MARTY SAWAYA, MD: This is another old drug that we take from the PDR and use for another indication. This is what we say is an anti-androgen. It's working against dihydro-testosterone by blocking the receptors. It has a lot of effects on the body, but they're hoping to use it in this instance where it can help hair loss.
They've found in some studies in the literature that it's not as helpful in hair loss on the scalp as it is for helping women who have excessive hair growth on the body. You have to use high doses of this medication, and it does have side effects. And it's not a drug, either, that you'd want to take if you have any potential risk of becoming pregnant.
It's not a drug that I would use, and it's not one that I actually do use in considering patients with this kind of problem. But it has been used by many doctors for a long time because our treatments were so limited in women. So, again, you have to understand that this is not a drug that's easy to prescribe. You have to watch and monitor patients. You have to use it at high doses, and women can have side effects.
LISA CLARK: Let's move on and ask about women who are having these treatments, whether they're the oral medications or the topical preparation. Do they need to be concerned about their general cosmetic interactions with, say, mousses or gels or anything? Do they have to be especially concerned about how they treat their hair when they're undergoing these treatments?
MICHAEL L. REED, MD: I tell them that they can do all their normal cosmetic activities. I tell them, which I would tell almost anybody treated for hair loss, not to do things to their hair that's going to pull on it. No corn-rowing or braiding, no tight rollers. Excessive brushing and pulling on the hair is to be avoided. But they can color their hair, they can perm their hair, they can wash their hair, they can blow-dry their hair. Just gentle hair care. Washing their hair on a daily basis may be beneficial to get rid of extra oil in the scalp that might have extra hormone in it. But I don't put any real restrictions on them.
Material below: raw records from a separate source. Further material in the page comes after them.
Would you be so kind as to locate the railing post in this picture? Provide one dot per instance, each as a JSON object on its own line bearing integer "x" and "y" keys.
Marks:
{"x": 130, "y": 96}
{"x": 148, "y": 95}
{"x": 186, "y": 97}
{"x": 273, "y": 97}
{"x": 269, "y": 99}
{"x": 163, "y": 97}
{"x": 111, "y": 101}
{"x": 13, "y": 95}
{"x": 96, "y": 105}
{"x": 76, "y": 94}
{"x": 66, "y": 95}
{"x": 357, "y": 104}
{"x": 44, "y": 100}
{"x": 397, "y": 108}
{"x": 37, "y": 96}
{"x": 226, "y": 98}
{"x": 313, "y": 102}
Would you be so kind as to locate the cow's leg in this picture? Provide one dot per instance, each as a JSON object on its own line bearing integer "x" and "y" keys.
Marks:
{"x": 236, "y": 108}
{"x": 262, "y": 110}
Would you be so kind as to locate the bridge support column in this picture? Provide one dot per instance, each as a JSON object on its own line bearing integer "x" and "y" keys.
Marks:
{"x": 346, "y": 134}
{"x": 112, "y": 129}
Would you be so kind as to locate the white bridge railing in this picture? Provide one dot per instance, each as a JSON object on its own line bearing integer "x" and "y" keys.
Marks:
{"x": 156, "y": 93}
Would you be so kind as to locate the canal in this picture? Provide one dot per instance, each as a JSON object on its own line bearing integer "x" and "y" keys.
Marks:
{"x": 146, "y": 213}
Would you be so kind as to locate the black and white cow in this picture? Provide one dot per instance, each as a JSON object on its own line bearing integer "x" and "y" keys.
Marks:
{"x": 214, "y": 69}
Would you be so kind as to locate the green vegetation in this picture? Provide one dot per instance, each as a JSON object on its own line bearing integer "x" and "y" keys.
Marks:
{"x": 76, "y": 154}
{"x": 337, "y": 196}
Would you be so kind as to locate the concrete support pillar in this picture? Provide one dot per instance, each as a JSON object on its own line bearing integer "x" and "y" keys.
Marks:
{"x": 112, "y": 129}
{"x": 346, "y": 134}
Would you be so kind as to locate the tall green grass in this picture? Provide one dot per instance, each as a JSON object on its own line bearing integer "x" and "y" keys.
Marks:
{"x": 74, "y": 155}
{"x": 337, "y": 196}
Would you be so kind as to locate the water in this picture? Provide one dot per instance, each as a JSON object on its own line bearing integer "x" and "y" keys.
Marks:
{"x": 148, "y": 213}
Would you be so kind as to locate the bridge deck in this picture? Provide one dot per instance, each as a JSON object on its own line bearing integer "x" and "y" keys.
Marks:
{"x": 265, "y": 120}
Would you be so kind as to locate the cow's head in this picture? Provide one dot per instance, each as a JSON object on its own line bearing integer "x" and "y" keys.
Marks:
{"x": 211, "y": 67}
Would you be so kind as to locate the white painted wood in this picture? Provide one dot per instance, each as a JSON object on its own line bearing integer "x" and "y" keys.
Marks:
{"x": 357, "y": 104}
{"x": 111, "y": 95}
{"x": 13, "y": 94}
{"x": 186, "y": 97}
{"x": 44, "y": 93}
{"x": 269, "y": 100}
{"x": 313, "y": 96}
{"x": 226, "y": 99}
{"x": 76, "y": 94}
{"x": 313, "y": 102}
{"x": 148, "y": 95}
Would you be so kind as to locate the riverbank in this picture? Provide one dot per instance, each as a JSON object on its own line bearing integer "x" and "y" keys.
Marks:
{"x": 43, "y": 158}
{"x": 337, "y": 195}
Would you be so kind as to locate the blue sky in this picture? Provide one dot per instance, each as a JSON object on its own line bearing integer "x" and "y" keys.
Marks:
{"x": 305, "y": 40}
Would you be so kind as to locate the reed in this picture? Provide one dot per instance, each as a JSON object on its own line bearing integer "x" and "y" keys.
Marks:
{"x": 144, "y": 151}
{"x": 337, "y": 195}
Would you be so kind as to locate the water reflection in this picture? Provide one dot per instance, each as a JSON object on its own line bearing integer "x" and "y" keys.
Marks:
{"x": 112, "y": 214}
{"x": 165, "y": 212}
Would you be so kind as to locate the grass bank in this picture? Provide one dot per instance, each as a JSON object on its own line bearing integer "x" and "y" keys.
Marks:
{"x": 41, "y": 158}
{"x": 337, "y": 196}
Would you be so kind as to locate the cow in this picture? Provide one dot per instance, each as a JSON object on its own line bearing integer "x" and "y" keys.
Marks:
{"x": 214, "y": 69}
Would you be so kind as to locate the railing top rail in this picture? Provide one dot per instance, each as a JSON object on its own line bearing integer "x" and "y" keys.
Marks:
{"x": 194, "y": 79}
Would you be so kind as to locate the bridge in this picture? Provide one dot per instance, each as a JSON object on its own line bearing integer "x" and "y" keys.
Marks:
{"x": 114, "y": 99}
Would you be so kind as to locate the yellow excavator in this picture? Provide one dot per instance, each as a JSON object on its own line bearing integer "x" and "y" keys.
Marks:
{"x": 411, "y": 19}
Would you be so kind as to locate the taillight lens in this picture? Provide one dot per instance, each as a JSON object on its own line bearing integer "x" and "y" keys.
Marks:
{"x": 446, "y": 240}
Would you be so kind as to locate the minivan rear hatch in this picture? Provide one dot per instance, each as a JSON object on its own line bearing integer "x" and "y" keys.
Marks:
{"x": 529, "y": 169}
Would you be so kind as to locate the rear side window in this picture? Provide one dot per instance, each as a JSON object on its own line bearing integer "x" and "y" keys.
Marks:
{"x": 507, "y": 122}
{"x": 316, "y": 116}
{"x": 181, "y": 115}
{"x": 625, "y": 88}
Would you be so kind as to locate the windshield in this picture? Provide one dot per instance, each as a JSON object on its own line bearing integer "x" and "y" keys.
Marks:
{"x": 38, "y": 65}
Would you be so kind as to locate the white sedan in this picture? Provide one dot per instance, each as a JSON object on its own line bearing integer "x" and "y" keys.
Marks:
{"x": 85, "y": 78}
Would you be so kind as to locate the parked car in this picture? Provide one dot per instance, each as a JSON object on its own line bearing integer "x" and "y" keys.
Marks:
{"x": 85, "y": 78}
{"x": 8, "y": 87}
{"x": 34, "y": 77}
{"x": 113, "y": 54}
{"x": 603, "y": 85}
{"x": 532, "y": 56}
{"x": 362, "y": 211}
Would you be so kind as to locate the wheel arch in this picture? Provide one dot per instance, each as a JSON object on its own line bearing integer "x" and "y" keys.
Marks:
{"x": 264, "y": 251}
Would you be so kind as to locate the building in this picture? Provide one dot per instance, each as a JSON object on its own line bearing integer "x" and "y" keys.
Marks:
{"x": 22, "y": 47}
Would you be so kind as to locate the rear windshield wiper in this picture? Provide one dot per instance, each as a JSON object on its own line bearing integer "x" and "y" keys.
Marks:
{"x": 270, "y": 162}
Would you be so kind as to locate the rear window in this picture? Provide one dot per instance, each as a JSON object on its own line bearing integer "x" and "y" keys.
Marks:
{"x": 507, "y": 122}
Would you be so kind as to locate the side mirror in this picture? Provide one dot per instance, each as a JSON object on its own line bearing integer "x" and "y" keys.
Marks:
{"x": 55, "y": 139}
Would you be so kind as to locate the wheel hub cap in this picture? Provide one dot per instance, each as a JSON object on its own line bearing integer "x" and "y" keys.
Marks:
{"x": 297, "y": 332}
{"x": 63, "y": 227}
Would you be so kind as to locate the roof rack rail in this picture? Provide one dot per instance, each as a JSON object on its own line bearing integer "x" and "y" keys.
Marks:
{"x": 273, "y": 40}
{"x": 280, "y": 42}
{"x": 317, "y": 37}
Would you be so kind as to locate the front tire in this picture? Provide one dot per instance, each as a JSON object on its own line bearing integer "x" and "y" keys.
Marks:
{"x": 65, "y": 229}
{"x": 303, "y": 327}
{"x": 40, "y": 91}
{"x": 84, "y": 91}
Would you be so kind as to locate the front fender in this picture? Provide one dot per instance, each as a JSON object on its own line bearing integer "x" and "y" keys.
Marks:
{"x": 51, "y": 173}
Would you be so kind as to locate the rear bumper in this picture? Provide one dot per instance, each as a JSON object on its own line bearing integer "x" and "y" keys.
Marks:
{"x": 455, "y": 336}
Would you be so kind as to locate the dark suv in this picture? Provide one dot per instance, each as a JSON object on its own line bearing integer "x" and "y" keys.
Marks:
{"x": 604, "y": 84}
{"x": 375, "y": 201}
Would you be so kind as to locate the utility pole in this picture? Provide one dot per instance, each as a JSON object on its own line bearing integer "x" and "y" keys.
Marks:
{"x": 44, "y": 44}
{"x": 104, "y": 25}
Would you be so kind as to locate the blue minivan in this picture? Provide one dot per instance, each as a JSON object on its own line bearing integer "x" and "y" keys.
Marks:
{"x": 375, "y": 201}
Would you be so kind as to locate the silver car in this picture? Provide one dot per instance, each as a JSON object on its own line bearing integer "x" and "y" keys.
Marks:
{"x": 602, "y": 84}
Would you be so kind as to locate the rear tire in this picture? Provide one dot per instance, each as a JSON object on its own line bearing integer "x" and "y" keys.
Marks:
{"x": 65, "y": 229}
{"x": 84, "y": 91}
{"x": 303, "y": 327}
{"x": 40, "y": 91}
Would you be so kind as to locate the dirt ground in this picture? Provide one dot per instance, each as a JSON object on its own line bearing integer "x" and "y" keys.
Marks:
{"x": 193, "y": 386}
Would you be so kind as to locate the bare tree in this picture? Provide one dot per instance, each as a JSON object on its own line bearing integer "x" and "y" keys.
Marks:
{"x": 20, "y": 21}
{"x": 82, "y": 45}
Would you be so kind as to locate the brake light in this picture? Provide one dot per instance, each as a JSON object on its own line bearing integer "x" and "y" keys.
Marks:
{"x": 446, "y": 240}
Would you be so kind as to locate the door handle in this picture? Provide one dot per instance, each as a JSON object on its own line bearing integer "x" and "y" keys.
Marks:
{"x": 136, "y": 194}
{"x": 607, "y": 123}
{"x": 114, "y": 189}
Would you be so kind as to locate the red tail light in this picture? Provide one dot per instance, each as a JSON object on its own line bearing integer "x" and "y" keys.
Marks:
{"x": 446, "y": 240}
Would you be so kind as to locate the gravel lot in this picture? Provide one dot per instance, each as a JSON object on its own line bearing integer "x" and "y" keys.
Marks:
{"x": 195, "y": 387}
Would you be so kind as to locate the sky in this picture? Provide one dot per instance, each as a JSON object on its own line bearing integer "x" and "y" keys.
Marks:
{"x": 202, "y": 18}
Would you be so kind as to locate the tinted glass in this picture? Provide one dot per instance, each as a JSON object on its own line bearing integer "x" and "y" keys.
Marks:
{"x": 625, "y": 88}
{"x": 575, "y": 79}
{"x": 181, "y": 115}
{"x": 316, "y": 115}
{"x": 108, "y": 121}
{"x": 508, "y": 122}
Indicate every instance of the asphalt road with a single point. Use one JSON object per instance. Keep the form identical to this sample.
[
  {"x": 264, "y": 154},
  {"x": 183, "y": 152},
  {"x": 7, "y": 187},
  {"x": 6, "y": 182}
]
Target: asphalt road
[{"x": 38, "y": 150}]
MARTY SAWAYA, MD: Actually, when patients are using minoxidil, because it is an alcohol vehicle drying to the hair fiber, sometimes I will recommend if they are going to color their hair, to stop using minoxidil a day or so before and a day or so after, just because there has been, some patients who state a little bit of hair breakage. So because it is a bit drying on the hair fiber, we will recommend maybe stop using it for a day or so before and a day after.
MICHAEL L. REED, MD: One other thing that we didn't get to is that in higher strengths of minoxidil, women can get some fuzzy stuff on their forehead and temples that they really don't like.
LISA CLARK: Oh, really?
MICHAEL L. REED, MD: That's temporary; it goes away. They can remove it with depilatories or have it waxed, but it's something to be aware of, especially in the higher strengths, because nobody wants hair in the wrong places, just in the right places.
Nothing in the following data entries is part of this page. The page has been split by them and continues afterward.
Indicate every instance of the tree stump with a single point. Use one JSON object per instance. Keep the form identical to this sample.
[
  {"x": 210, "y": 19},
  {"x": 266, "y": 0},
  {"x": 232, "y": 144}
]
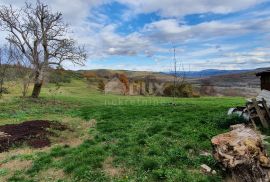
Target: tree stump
[{"x": 242, "y": 154}]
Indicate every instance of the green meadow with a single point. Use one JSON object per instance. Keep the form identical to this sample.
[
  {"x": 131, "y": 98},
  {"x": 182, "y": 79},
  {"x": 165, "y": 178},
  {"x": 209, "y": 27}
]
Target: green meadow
[{"x": 120, "y": 138}]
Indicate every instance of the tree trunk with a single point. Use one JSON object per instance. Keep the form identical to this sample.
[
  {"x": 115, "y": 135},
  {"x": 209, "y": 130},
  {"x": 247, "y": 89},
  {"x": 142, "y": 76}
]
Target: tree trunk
[
  {"x": 36, "y": 90},
  {"x": 38, "y": 84}
]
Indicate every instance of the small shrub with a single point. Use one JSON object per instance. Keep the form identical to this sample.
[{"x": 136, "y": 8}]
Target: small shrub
[
  {"x": 180, "y": 90},
  {"x": 4, "y": 90},
  {"x": 101, "y": 86},
  {"x": 150, "y": 164}
]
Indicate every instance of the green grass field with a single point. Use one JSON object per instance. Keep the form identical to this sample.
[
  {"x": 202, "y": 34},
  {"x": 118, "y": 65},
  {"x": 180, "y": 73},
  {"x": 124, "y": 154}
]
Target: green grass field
[{"x": 123, "y": 138}]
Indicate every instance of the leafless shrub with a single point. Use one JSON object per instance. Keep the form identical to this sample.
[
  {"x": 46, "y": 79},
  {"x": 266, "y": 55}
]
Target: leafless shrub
[{"x": 42, "y": 37}]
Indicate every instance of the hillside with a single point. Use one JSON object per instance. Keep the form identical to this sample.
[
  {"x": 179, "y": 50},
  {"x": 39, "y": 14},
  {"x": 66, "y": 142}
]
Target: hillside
[
  {"x": 226, "y": 83},
  {"x": 115, "y": 138}
]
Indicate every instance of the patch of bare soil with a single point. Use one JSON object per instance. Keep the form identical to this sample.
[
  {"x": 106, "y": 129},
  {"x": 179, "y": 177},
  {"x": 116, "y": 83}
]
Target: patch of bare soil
[{"x": 33, "y": 133}]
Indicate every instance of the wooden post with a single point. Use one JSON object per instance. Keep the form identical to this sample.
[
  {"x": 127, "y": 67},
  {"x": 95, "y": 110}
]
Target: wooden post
[{"x": 260, "y": 114}]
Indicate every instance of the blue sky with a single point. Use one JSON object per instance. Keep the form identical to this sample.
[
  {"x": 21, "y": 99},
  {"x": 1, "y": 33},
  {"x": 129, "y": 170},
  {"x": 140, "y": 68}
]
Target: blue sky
[{"x": 139, "y": 35}]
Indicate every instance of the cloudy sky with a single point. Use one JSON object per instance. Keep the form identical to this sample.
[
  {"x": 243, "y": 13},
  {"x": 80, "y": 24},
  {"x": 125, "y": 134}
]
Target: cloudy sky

LISA CLARK: Final thoughts on the advances that have finally come for women with hair loss. It must be a good time to have a patient come in to you now, when you have these things that you can offer her.
MARTY SAWAYA, MD: That's true. It's better than it was 10 years ago. We have treatments at hand that we can start using today in women. I think from what studies have recently shown is, the earlier you start treatment, the better off you're going to be, versus if you wait around for a long, long time, you're never going to catch up to what you could have had if you started at an earlier stage. It's a very hopeful time period to recommend treatments and have women follow through, and have a very good, positive outcome.
LISA CLARK: Good to know. I'd like to thank both of you for being here to answer our questions again, Dr. Marty Sawaya and Dr. Michael Reed. Thank you very much.